I made this batch as easter cookies, swapping the nutmeg for cardamom. The cookies spread a little more than I would’ve liked, looking at Stella Park’s notes, I’m thinking creaming the butter and sugar longer might help. She also uses eggs from the fridge, I’m not sure how much that will change, these cookies were all chilled before baked. Others have said more flour prevents spread. I may sit down and look at the sugar/fat/flour ratios.

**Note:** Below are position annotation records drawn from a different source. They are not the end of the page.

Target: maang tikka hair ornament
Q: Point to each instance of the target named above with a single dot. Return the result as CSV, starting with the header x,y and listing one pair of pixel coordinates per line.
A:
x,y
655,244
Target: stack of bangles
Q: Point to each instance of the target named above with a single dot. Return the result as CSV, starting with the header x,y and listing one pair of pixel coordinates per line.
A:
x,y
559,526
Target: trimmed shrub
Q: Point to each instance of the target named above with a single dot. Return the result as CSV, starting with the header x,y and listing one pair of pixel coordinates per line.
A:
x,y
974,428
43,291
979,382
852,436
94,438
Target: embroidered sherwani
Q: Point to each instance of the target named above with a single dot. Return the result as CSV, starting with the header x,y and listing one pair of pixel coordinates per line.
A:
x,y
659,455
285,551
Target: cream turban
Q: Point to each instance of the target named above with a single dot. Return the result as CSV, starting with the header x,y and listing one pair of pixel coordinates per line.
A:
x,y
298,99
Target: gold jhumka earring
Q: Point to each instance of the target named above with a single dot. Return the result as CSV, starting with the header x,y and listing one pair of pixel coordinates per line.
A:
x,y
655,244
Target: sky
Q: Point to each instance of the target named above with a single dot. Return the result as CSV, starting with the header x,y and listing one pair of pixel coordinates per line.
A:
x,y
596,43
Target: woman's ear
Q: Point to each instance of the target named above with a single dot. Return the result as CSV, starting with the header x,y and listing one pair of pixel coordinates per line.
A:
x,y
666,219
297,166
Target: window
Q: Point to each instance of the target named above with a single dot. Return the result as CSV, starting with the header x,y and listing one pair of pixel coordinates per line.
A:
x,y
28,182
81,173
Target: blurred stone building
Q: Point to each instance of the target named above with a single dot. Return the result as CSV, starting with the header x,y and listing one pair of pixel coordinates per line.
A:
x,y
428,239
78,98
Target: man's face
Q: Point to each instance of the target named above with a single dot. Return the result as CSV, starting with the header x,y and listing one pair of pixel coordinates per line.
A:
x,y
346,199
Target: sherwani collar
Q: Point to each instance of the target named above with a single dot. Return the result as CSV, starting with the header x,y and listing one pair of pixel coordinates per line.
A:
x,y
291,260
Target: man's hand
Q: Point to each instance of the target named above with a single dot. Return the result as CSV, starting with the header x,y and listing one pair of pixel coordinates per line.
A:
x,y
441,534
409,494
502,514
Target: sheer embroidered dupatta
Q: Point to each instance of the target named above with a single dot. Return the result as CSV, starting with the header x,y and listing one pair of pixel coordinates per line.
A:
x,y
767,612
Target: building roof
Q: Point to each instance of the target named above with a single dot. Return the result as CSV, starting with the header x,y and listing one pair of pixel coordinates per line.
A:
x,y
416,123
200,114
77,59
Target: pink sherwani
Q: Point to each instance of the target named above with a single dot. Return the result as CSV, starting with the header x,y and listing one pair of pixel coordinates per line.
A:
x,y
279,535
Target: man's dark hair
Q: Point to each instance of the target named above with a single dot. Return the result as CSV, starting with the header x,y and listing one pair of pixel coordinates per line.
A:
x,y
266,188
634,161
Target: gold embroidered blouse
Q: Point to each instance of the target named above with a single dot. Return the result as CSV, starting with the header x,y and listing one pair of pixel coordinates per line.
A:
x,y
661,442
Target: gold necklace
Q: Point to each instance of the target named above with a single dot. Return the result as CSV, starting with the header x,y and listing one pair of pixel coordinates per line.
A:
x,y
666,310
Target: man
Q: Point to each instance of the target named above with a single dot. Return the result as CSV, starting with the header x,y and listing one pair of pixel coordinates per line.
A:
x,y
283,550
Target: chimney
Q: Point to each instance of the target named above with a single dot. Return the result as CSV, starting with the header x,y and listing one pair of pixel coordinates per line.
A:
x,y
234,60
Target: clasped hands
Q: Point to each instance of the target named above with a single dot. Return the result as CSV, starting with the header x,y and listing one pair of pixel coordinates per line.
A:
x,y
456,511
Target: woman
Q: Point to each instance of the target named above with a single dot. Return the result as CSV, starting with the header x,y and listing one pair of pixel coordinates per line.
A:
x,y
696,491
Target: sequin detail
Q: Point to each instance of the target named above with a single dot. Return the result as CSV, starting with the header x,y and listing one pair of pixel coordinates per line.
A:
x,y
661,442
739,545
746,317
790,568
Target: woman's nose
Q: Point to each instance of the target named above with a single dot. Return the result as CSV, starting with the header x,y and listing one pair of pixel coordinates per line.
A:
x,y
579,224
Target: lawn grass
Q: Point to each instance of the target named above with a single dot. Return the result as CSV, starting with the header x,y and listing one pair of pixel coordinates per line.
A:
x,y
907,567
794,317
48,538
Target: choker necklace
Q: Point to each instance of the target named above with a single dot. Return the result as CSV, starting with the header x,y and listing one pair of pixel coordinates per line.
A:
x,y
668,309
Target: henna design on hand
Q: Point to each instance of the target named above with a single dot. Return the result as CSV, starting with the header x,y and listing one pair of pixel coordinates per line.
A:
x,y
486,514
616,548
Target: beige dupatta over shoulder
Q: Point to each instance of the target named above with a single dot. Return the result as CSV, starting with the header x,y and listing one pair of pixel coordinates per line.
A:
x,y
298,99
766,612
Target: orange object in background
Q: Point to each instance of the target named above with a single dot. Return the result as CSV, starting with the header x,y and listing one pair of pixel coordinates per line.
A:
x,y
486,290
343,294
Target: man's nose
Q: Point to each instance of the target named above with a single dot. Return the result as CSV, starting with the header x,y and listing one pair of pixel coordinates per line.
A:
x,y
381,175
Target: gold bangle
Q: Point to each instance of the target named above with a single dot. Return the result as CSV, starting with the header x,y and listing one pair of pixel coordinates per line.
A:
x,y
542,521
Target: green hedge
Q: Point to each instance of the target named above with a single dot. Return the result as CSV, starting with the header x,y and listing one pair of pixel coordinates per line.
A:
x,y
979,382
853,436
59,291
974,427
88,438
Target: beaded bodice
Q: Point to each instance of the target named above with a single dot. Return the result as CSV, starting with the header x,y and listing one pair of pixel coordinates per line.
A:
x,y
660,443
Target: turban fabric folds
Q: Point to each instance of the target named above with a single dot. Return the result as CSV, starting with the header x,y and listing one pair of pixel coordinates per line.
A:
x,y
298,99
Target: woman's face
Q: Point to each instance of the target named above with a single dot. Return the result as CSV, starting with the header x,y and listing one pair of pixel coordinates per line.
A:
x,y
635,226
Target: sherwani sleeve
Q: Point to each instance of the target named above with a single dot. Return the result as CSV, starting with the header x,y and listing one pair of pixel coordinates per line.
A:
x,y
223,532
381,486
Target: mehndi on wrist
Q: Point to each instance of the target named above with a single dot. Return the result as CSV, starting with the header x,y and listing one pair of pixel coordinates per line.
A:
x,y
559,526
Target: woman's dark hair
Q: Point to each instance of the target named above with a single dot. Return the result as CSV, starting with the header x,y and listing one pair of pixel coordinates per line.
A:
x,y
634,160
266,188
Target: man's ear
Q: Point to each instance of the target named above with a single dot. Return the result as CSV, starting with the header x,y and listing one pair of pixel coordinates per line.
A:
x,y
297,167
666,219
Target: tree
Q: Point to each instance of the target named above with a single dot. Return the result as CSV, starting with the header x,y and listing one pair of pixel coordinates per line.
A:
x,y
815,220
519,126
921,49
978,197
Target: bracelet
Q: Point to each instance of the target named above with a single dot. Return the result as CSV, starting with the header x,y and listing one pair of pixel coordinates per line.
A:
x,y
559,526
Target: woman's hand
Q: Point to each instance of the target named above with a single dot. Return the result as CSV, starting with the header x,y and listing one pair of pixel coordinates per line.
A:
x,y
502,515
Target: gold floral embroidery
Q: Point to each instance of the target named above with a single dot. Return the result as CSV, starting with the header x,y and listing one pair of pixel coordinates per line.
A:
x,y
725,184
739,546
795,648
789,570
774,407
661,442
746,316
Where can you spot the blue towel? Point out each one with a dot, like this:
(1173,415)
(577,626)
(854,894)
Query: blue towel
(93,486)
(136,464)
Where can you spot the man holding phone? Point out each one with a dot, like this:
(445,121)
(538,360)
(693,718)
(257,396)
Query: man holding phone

There were so many cookies, I did a variety of decorations, just to shake it up. My favourites were rose water glaze, and egg yolk painted cookies. I also did coloured sugar and a marshmallow glaze, which, needs a little work and I think I have a better use for. Coloured sugar and egg yolk painted kept their crunch well. I liked the rose flavour with the cardamom. With the marshmallow glaze, I was trying to go for a “peep cookie” but didn’t really get there. It took a long time to set and softened these crunchy cookies even more than regular glaze did. I did a good number of stained glass cookies with this batch too, leaving some with plain “leading” and decorating the cookie “window frames” with some of the other methods.